Permits Build Up LEI in July
As economic conditions continue to improve, the Leading Economic Index (LEI) continues to string together positive reports. The LEI rose a strongerthan-expected 0.9 percent in July (top chart) with seven of ten components contributing to growth. In keeping with a well-established trend, the interest rate spread provided the largest boost at 0.27 percentage points, but building permits and average weekly claims were right behind at 0.24 percentage points each. This comes as housing starts and building permits, released earlier this week, both bounced back strongly in July following declines in June. The housing recovery has been on a bit of shaky ground since experiencing a rough start to the year, as housing market indicators have been back and forth in recent months. Despite recent volatility, we still expect the housing recovery to press on as builder sentiment remains strong—represented by the NAHB home builders’ sentiment index—which posted its fourth-straight monthly gain in August.
Labor Market Indicators Split
Average weekly claims was one of the strongest contributing components to July’s gain in the LEI. This comes as no surprise, as initial jobless claims reached its lowest level on a weekly basis in July, since 1999, bringing the four-week moving average to 303,000, the lowest since 2007. However, average weekly hours is responsible for the only notable drag, with a negative contribution of 0.13 percentage points (middle chart). Continued strong employment gains and falling jobless claims are consistent with a recovering labor market, while the weekly hours component shows that there is still room for improvement.
Other positive contributors this month include the ISM new orders component, leading credit index and a slight boost from stock prices and consumer goods, while consumer expectations and core capital goods were minor drags on the month. The strong contribution from the leading credit index is consistent with recent improvement in consumer credit, as consumers seem to be more comfortable borrowing again. Also encouraging is the jump in the ISM new orders component, pointing to solid growth in business activity.

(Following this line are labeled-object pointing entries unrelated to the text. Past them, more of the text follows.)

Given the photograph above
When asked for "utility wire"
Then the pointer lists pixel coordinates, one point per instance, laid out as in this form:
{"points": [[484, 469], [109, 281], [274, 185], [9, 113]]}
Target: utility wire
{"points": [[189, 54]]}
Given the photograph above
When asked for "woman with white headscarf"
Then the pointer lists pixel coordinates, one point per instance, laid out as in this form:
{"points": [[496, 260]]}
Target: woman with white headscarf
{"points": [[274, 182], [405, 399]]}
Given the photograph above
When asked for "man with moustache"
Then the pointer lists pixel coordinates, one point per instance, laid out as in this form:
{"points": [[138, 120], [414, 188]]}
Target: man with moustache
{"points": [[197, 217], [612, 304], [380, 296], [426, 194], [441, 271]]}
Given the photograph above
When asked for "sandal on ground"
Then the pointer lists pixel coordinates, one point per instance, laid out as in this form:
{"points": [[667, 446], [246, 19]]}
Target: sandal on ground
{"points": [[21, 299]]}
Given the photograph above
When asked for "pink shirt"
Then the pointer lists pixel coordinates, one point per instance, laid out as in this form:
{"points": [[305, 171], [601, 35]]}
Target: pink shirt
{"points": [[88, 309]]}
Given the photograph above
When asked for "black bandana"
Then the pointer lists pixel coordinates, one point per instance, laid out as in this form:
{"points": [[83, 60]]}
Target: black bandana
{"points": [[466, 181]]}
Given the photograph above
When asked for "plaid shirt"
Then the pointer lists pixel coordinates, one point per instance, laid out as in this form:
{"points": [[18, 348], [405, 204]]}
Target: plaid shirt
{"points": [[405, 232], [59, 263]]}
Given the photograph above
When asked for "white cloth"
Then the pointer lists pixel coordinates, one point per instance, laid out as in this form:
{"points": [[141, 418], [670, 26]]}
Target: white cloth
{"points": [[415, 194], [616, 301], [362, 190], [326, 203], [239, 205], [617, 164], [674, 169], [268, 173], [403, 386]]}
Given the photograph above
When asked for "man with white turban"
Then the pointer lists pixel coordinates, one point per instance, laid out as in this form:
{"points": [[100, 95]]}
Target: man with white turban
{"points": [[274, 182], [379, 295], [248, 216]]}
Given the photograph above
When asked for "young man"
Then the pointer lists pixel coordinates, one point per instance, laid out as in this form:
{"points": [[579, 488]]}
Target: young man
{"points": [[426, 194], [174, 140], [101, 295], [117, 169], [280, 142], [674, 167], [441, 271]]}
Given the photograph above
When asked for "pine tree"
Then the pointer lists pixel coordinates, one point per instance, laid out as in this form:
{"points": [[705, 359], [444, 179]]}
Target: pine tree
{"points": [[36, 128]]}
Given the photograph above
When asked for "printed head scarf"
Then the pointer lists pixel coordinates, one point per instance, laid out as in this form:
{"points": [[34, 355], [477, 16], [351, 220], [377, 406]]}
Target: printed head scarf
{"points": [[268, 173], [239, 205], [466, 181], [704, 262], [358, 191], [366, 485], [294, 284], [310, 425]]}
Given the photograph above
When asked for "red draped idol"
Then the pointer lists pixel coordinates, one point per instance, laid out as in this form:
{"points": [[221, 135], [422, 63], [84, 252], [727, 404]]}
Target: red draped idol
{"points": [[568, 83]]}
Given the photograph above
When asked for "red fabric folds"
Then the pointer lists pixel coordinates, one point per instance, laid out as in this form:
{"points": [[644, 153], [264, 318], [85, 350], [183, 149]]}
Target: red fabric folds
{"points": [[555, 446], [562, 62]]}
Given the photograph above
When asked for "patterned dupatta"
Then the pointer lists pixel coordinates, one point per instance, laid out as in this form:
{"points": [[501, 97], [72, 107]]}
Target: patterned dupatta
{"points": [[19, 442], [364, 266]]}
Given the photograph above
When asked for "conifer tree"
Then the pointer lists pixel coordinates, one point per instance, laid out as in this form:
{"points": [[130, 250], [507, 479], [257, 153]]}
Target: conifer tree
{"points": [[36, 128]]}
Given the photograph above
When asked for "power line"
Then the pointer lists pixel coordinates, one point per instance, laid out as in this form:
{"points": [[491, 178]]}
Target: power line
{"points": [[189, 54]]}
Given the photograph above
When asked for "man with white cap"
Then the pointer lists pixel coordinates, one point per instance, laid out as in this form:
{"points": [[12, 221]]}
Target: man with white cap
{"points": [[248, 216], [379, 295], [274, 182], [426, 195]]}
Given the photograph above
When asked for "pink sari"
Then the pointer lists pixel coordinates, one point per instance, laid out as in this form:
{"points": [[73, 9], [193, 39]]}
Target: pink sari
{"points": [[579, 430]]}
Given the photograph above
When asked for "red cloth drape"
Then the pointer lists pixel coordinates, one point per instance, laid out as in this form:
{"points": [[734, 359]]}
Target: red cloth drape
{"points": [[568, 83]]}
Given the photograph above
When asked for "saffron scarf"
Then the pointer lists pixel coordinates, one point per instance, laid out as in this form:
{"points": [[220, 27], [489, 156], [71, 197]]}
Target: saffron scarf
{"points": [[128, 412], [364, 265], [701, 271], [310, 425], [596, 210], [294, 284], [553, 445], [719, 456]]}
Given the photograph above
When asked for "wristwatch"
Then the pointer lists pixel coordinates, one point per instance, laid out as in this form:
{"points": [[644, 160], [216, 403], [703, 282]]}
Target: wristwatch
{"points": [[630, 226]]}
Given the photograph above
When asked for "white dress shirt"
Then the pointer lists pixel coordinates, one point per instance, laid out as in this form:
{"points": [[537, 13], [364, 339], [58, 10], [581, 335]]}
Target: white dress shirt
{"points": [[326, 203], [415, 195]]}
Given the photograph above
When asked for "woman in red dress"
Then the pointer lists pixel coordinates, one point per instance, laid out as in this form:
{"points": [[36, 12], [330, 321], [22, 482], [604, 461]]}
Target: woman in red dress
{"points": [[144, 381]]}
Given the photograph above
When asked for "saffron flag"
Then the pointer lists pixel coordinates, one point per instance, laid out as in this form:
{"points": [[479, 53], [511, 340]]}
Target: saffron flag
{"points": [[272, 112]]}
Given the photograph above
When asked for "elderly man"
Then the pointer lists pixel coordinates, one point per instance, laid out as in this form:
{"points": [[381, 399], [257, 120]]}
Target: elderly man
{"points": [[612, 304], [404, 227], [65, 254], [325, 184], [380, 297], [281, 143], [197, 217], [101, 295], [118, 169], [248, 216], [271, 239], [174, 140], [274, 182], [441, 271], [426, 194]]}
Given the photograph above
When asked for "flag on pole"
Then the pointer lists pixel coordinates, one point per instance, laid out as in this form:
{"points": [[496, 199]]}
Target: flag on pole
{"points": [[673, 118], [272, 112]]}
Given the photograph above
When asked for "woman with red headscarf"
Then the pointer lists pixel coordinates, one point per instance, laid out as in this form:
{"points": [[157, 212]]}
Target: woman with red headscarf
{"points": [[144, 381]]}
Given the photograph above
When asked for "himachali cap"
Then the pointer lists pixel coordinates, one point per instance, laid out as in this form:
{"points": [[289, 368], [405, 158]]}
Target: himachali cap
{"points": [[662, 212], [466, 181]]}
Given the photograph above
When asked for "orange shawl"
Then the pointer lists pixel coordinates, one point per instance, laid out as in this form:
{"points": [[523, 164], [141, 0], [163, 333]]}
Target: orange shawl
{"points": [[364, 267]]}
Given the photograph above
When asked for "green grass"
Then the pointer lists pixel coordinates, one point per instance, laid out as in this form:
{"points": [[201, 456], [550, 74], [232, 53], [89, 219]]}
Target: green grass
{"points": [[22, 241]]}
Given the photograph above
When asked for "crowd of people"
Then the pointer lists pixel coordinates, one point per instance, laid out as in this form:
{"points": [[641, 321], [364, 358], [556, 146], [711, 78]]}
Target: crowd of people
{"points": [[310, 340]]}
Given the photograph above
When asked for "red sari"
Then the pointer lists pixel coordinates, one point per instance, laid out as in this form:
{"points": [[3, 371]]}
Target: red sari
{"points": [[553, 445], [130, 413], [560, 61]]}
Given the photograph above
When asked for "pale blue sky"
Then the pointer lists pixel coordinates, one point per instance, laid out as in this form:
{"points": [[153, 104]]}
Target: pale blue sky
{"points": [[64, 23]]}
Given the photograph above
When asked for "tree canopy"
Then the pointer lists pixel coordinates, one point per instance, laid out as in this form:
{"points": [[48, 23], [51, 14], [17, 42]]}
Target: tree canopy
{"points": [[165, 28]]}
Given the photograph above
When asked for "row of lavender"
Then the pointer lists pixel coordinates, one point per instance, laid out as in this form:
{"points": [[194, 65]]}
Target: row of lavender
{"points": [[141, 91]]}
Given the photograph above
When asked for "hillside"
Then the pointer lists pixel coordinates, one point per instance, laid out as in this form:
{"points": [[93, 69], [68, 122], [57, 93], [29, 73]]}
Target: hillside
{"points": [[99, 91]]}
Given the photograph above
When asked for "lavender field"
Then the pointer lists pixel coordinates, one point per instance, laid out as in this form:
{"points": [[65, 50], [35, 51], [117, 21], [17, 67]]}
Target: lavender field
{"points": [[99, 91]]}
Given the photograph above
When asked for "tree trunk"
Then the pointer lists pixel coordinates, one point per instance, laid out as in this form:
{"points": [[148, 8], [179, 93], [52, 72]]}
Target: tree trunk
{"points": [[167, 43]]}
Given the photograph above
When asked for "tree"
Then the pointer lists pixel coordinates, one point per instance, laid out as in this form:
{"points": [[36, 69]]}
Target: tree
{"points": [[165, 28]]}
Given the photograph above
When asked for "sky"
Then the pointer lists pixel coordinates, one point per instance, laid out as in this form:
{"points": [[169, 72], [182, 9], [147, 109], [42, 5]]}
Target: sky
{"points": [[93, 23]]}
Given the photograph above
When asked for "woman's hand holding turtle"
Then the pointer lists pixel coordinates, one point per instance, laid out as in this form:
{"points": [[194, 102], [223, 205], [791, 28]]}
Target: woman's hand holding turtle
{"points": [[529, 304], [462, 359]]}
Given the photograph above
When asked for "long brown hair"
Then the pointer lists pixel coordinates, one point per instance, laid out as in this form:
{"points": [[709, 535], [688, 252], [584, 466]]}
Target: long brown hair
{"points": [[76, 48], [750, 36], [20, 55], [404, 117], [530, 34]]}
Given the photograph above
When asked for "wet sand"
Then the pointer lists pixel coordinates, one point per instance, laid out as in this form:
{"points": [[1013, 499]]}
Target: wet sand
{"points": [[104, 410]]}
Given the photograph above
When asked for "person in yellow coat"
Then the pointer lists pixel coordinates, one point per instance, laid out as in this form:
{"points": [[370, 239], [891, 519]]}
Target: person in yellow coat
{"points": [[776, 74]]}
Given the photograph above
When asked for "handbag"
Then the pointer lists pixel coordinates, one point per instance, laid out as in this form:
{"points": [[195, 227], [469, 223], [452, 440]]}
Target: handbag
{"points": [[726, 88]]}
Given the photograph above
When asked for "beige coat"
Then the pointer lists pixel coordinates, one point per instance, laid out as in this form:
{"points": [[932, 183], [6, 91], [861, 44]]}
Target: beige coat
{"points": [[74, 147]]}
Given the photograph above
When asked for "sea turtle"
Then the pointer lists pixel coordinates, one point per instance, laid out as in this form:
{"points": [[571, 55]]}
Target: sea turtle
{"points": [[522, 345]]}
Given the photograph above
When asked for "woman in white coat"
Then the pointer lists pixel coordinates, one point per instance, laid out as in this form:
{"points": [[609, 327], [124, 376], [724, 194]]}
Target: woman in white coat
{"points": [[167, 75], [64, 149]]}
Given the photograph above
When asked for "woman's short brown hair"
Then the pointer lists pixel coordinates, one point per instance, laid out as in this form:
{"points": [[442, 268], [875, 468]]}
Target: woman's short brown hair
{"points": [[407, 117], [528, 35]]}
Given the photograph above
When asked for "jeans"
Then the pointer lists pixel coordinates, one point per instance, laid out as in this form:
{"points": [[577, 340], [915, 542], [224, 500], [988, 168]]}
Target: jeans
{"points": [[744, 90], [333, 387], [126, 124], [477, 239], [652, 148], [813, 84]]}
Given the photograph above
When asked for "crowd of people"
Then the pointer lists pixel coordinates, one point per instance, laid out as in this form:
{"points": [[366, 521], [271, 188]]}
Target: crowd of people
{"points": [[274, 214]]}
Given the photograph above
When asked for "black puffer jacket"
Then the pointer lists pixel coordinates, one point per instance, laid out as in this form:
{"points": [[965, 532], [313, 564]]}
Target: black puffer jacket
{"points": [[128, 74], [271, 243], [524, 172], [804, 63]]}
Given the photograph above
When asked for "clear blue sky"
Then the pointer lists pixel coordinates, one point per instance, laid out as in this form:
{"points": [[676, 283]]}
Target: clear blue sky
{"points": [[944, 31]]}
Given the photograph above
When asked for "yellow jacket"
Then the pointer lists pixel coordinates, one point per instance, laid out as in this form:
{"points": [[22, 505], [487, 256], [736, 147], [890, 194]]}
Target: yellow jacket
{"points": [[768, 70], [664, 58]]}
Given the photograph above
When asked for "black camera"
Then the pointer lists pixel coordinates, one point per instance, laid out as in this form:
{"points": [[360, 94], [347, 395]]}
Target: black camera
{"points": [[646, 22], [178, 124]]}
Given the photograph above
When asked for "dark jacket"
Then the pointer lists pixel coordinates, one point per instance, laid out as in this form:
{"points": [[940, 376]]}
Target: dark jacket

Philly Fed Index Jumps Unexpectedly
Consistent with national and regional manufacturing PMIs, the Philly Fed index showed continued strength in August. The six-month forwardlooking figure of this survey marked the highest reading since 1992 at 66.4 (bottom chart). While some of the volatile underlying components were a bit less encouraging, the larger-than-expected jump in the headline to 28.0 is a strong positive. The prices-paid component fell in August, consistent with the cooling in inflation following the brief pickup. Overall, we see the August release of the Philly Fed index as another positive for a manufacturing sector that seems to be gathering steam.